I don't feel like writing anything, Alvin thought. I don't feel like humoring this nonsense another moment. But he could not say so, not to Joe; he had to be the patient father, giving this absurdity a fair chance. He began to come up with numbers, with words. But after a few moments there was no randomness, no free association in his choice. It was not in Alvin's nature to let chance guide his choices. Instead he began reciting on the keyboard the long strings of genetic-code information on his most recent bacterial subjects, fragments of names, fragments of numeric data, progressing in order through the DNA. He knew as he did it that he was cheating his son, that Joe wanted something of himself. But he told himself, What could be more a part of me than something I made?

"Enough?" he asked Joe.

Joe shrugged. "Do you think it is?"

"I could have done five words and you would have been satisfied?"

"If you think you're through, you're through," Joe said quietly.

"Oh, you're very good at this," Alvin said. "Even the hocus-pocus."

"You're through then?"

"Yes."

Joe started the program running. He leaned back and waited. He could sense his father's impatience, and he found himself relishing the wait. The whining and clicking of the disk drive. And then the cards began appearing on the screen. This is you.
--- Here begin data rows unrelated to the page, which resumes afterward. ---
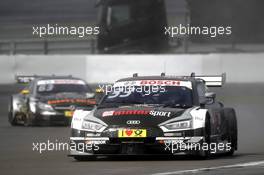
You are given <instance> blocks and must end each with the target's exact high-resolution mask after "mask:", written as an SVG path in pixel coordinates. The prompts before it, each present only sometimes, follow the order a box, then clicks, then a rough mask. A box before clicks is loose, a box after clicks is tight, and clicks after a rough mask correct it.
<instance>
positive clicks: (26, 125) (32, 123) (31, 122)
mask: <svg viewBox="0 0 264 175" xmlns="http://www.w3.org/2000/svg"><path fill="white" fill-rule="evenodd" d="M32 115H33V114H30V113H29V114H26V115H24V118H23V120H24V126H25V127H29V126H33V116H32Z"/></svg>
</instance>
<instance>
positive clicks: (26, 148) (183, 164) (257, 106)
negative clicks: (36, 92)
mask: <svg viewBox="0 0 264 175" xmlns="http://www.w3.org/2000/svg"><path fill="white" fill-rule="evenodd" d="M263 89H264V84H232V85H231V84H227V85H225V88H223V89H218V90H217V92H218V94H219V98H220V99H222V101H223V102H224V103H225V104H226V106H233V107H234V108H235V109H236V111H237V116H238V127H239V128H238V129H239V132H238V133H239V151H238V152H236V153H235V156H233V157H223V156H217V157H213V158H212V159H211V160H198V159H195V158H192V157H185V156H178V157H175V158H174V159H172V158H164V157H147V158H142V157H133V158H131V157H127V158H122V157H121V158H120V157H115V158H100V159H99V160H97V161H86V162H77V161H75V160H73V159H72V158H70V157H67V151H49V152H43V153H42V154H40V153H39V152H37V151H33V146H32V144H33V142H47V140H48V139H49V140H50V141H54V142H55V141H56V140H57V141H60V142H67V141H68V136H69V128H67V127H29V128H25V127H12V126H10V124H9V123H8V121H7V101H8V96H9V95H10V94H11V93H12V91H13V88H10V86H1V87H0V138H1V141H0V174H3V175H9V174H10V175H11V174H12V175H14V174H27V175H33V174H34V175H35V174H38V175H42V174H45V175H47V174H56V175H60V174H61V175H67V174H71V175H76V174H86V175H88V174H120V175H124V174H125V175H127V174H137V175H140V174H164V175H165V174H182V173H184V174H193V173H195V174H204V175H219V174H234V175H263V174H264V132H263V131H264V129H263V124H264V116H263V110H264V102H263V97H264V91H263ZM186 170H188V171H186Z"/></svg>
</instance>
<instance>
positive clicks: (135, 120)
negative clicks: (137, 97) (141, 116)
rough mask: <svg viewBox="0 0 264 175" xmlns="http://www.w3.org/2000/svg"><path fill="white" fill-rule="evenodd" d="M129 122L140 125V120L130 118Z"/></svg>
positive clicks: (135, 124) (127, 123) (128, 120)
mask: <svg viewBox="0 0 264 175" xmlns="http://www.w3.org/2000/svg"><path fill="white" fill-rule="evenodd" d="M127 124H128V125H139V124H140V121H139V120H128V121H127Z"/></svg>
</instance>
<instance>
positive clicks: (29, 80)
mask: <svg viewBox="0 0 264 175" xmlns="http://www.w3.org/2000/svg"><path fill="white" fill-rule="evenodd" d="M37 77H38V76H36V75H16V76H15V80H16V82H17V83H19V84H28V83H30V82H31V81H32V80H34V79H35V78H37Z"/></svg>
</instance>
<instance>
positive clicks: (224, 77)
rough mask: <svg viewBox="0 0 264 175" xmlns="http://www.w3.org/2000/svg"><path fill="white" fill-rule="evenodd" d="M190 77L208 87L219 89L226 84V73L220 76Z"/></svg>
mask: <svg viewBox="0 0 264 175" xmlns="http://www.w3.org/2000/svg"><path fill="white" fill-rule="evenodd" d="M192 77H194V78H195V79H201V80H203V81H205V85H206V86H208V87H221V86H223V85H224V84H225V82H226V73H223V74H222V75H202V76H196V75H192Z"/></svg>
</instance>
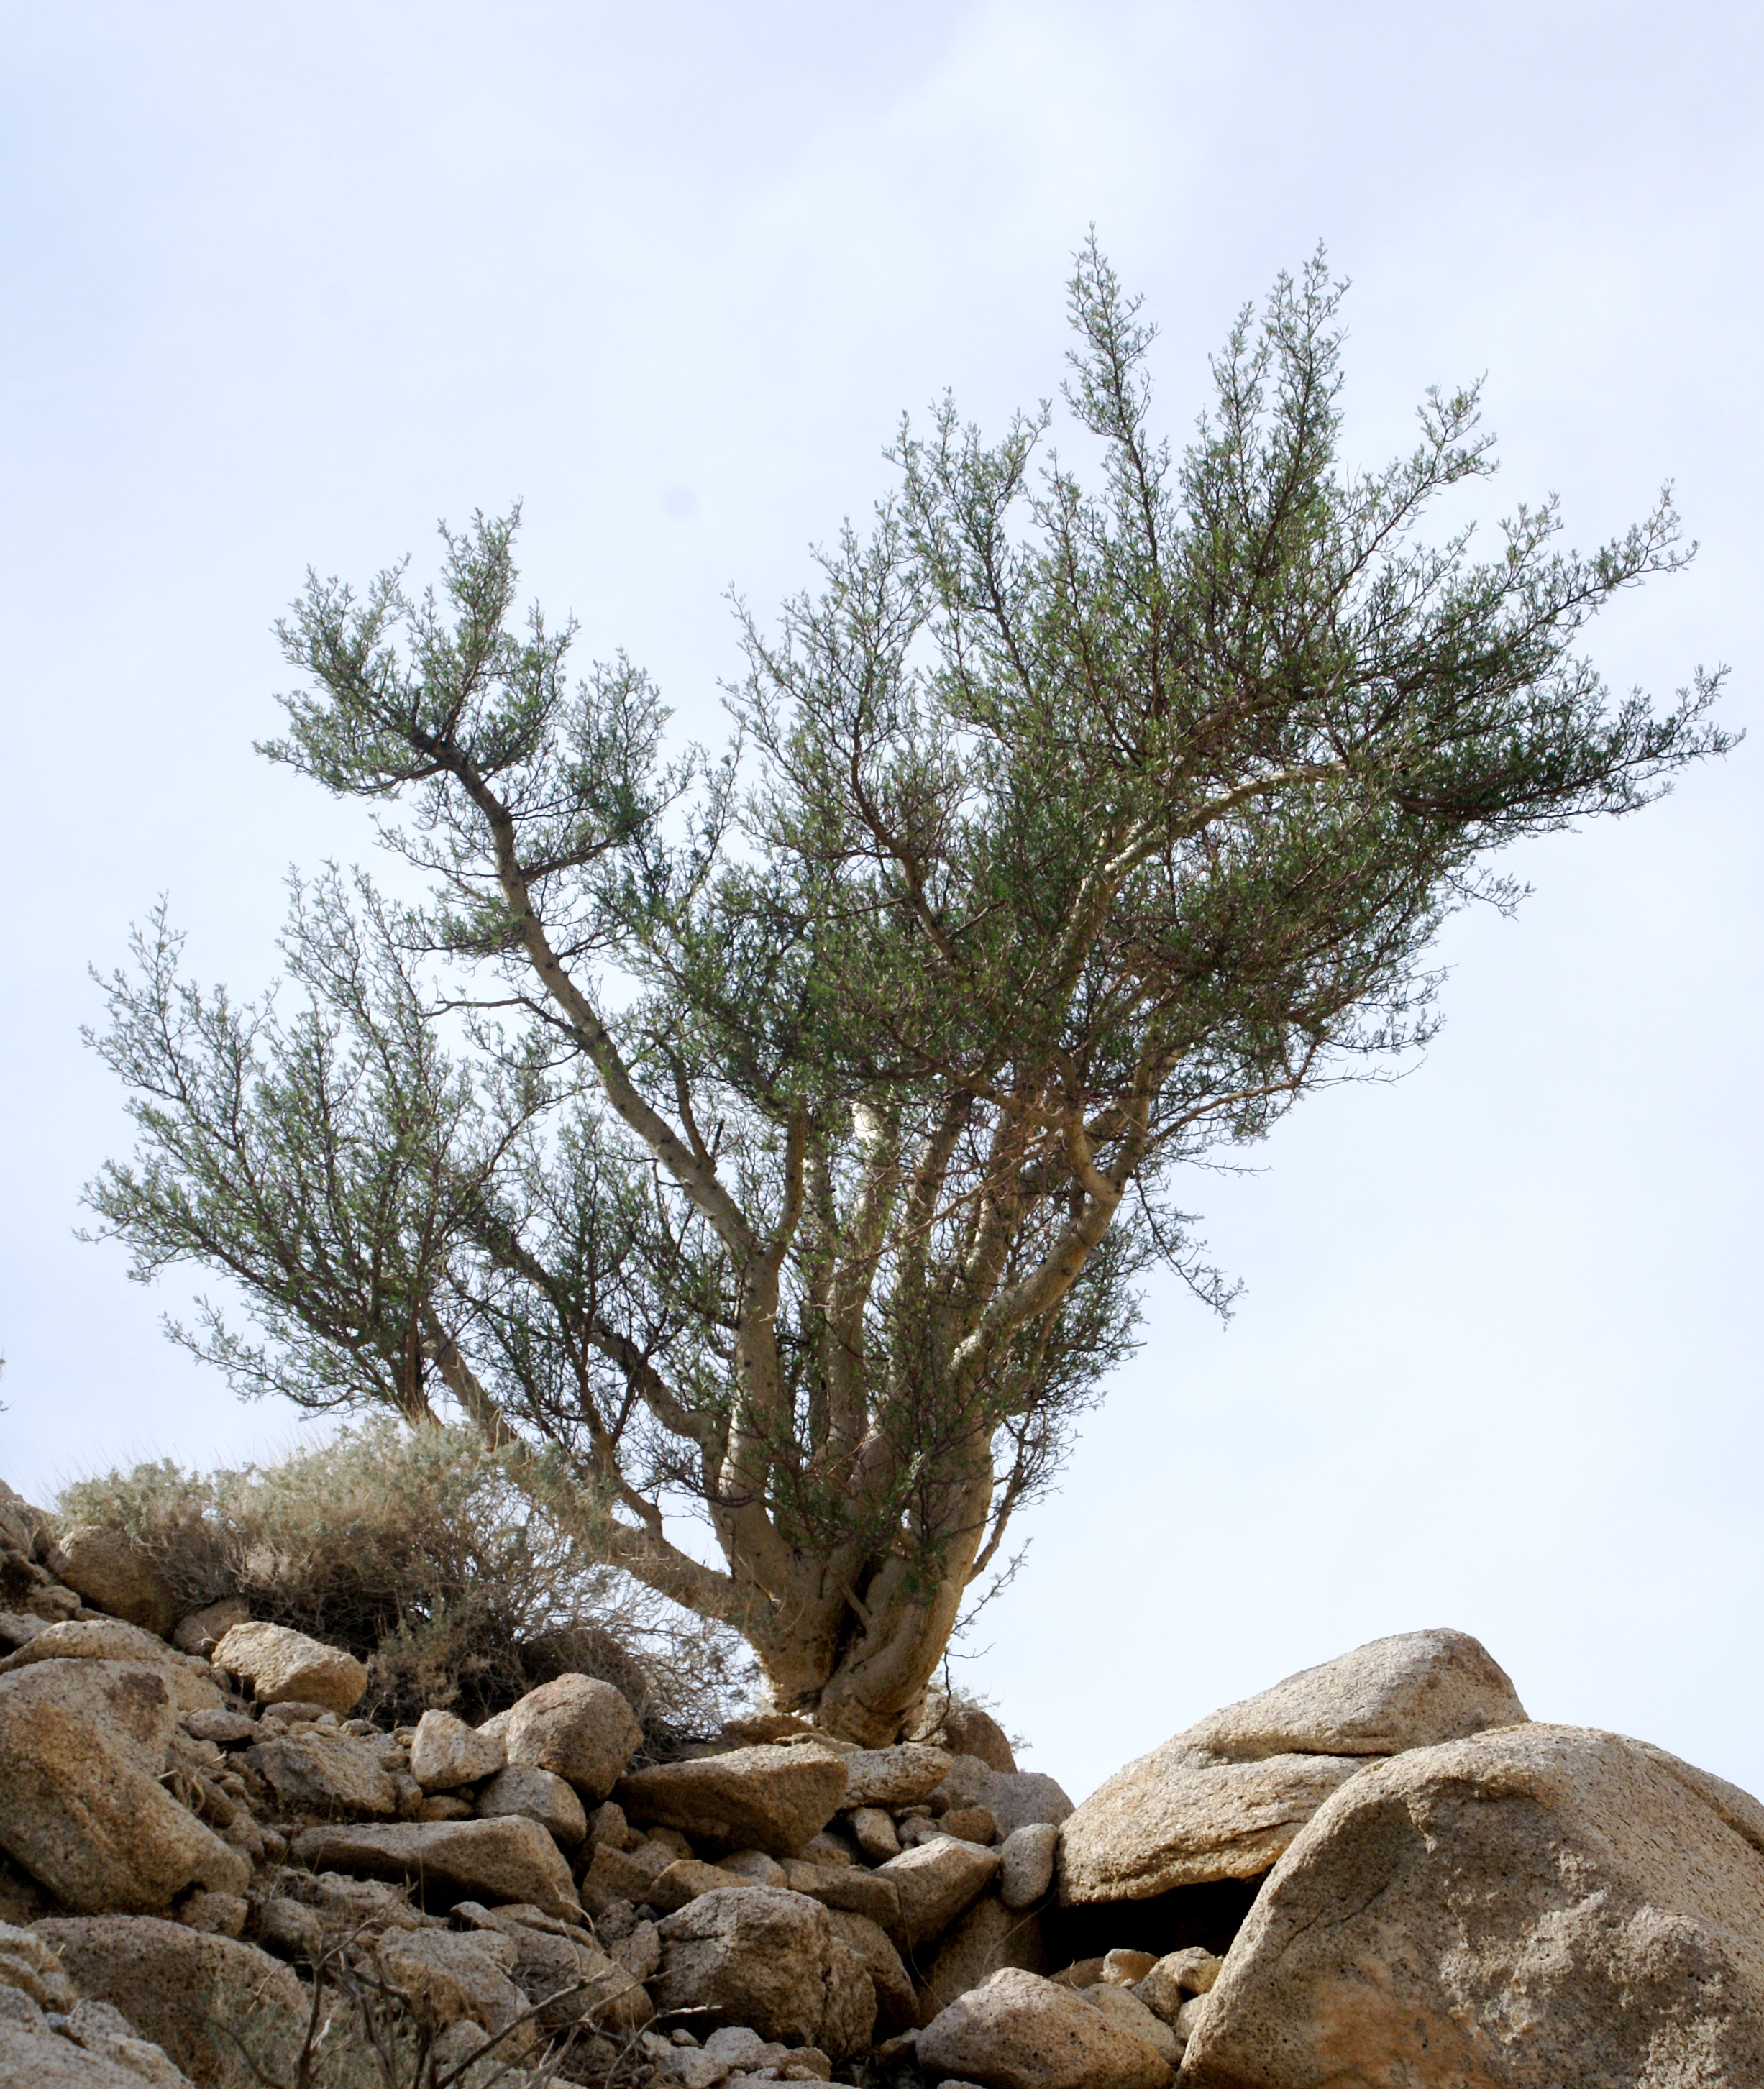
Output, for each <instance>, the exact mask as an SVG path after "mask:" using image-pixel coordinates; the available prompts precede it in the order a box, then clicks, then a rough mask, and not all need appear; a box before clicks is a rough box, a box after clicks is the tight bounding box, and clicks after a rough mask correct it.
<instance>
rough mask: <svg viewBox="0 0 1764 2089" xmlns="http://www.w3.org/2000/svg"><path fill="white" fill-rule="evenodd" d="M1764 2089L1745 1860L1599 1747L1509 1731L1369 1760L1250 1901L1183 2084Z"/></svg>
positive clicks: (1620, 1741) (1713, 1819) (1762, 1943)
mask: <svg viewBox="0 0 1764 2089" xmlns="http://www.w3.org/2000/svg"><path fill="white" fill-rule="evenodd" d="M1348 2062H1352V2070H1354V2081H1359V2083H1367V2085H1392V2083H1402V2085H1405V2089H1444V2085H1453V2089H1457V2085H1465V2083H1476V2085H1478V2089H1561V2085H1563V2083H1574V2085H1603V2083H1614V2085H1618V2083H1622V2085H1634V2083H1659V2085H1668V2083H1674V2085H1676V2083H1687V2085H1689V2083H1697V2089H1741V2085H1756V2083H1760V2081H1764V1865H1760V1861H1758V1853H1756V1851H1754V1849H1751V1847H1749V1842H1745V1840H1743V1838H1741V1836H1739V1834H1737V1832H1735V1830H1733V1828H1728V1826H1726V1824H1724V1822H1722V1820H1720V1817H1718V1815H1716V1811H1714V1809H1712V1807H1710V1805H1708V1803H1705V1801H1703V1799H1701V1797H1697V1794H1695V1790H1693V1788H1689V1786H1687V1784H1685V1782H1682V1780H1680V1778H1678V1776H1674V1774H1672V1771H1670V1769H1666V1767H1662V1765H1659V1763H1657V1761H1653V1759H1651V1757H1649V1755H1647V1753H1645V1751H1643V1748H1637V1746H1632V1744H1628V1742H1626V1740H1622V1738H1620V1736H1616V1734H1597V1732H1588V1730H1582V1728H1563V1726H1511V1728H1505V1730H1499V1732H1486V1734H1480V1736H1476V1738H1469V1740H1453V1742H1444V1744H1440V1746H1434V1748H1417V1751H1413V1753H1405V1755H1400V1757H1396V1759H1392V1761H1388V1763H1375V1765H1371V1767H1367V1769H1365V1771H1363V1774H1361V1776H1359V1778H1354V1780H1350V1782H1348V1784H1344V1786H1342V1788H1340V1790H1338V1792H1336V1794H1333V1799H1329V1801H1327V1803H1325V1805H1323V1807H1321V1809H1319V1811H1317V1815H1315V1820H1313V1822H1310V1824H1308V1826H1306V1828H1304V1832H1302V1834H1300V1836H1298V1840H1296V1842H1294V1845H1292V1849H1290V1851H1287V1853H1285V1857H1281V1861H1279V1865H1277V1868H1275V1872H1273V1876H1271V1878H1269V1882H1267V1884H1264V1886H1262V1891H1260V1895H1258V1899H1256V1905H1254V1907H1252V1911H1250V1918H1248V1922H1246V1924H1244V1928H1241V1930H1239V1934H1237V1941H1235V1943H1233V1947H1231V1953H1229V1957H1227V1959H1225V1970H1223V1972H1221V1976H1218V1982H1216V1985H1214V1989H1212V1993H1210V1995H1208V1997H1206V2005H1204V2012H1200V2026H1198V2031H1196V2033H1193V2039H1191V2041H1189V2047H1187V2053H1185V2068H1183V2083H1185V2089H1187V2085H1193V2089H1225V2085H1227V2083H1229V2085H1231V2089H1241V2085H1246V2083H1254V2085H1256V2089H1287V2085H1294V2089H1296V2085H1300V2083H1302V2085H1306V2089H1308V2085H1313V2083H1323V2081H1342V2079H1346V2068H1348Z"/></svg>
This covers you. This crosses you. This is above you, below you, before you, behind you. Your foundation and your house, your death and your name. Joe waited for what had come before, what had come so predictably, the stories that had flooded in upon him when he read for his mother and for himself a dozentimes before. But the stories did not come. Because the cards were the same. Over and over again, the King of Swords.

Joe looked at it and understood at once. Father had lied. Father had consciously controlled his input, had ordered it in some way that told the cards that they were being forced. The program had not failed. Father simply would not be read. The King of Swords, by himself, was power, as all the Kings were power. The King of Pentacles was the power of money, the power of the bribe. The King of Wands was the power of life, the power to make new. The King of Cups was the power of negation and obliteration, the power of murder and sleep. And the King of Swords was the power of words that others would believe. Swords could say, "I will kill you," and be believed, and so be obeyed. Swords could say, "I love you," and be believed, and so be adored. Swords could lie. And all his father had given him was lies. What Alvin didn't know was that even the choice of lies told the truth.

"Edmund," said Joe. Edmund was the lying bastard in King Lear.

"What?" asked Father.

"We are only what nature makes us. And nothing more."

"You're getting this from the cards?"